Jury ‘still out’ on thinking skills

19th May 2000, 1:00am
SCHOOLS need to have second thoughts about thinking skills, the Scottish Executive’s first education forum for teachers was told this week. Valerie Wilson, director of the Scottish Council for Research in Education, concluded in a specially prepared review of the evidence that the “jury is still out”.

Dr Wilson, whose organisation is at loggerheads with the Executive, gives a cautious welcome to thinking skills teaching but maintains there is insufficient long-term research. “Evaluation studies are inconclusive,” she states.

Teachers, however, who are deploying such strategies claim substantial progress, although they accept studies are small-scale.
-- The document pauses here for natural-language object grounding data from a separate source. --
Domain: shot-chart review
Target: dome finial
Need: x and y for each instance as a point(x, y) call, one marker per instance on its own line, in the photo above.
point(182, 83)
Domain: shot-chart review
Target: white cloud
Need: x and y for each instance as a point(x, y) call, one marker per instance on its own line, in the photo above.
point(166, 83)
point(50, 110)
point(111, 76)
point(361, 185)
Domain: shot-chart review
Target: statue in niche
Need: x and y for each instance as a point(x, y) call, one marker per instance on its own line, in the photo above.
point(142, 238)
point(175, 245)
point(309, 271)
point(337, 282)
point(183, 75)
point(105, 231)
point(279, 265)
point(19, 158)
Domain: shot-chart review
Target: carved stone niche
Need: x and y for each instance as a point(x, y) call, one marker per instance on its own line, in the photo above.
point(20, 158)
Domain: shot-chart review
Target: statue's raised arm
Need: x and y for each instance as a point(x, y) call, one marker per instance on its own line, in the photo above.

The growth in thinking skills has been piloted through at least five different programmes, such as instrumental enrichment and CASE (cognitive development through science education) programmes, and through cross-

curriculum methods, Dr Wilson notes. All claim some success.

Dr Wilson believes there is, as yet, no firm evidence about the best way to introduce pupils to higher levelthinking to boost their all-round intellectual abilities. Special programmes, the “infusion” approach within individual subjects or across the curriculum, or a combination of methods all have drawbacks.

Dr Wilson adds: “Evidence from Wales indicates that teachers believe it is easier to embed core skills within certain areas than in others. For example, within the primary curriculum and history as opposed to modern languages in the secondary school curriculum. What is the experience of teachers in Scottish schools?”

Intriguingly, she observes that by the age of six, the brain in most children is about 90 per cent of its adult size. “This implies that intervention, while the brain is still growing, may be more effective than waiting until the brain is fully developed.”

Sam Galbraith, Children and Education Minister, whose speech rounded up the conference, again condemned the research community. “I have been unhappy with the level and quality of research and the lack of distillation to the chalkface,” Mr Galbraith said.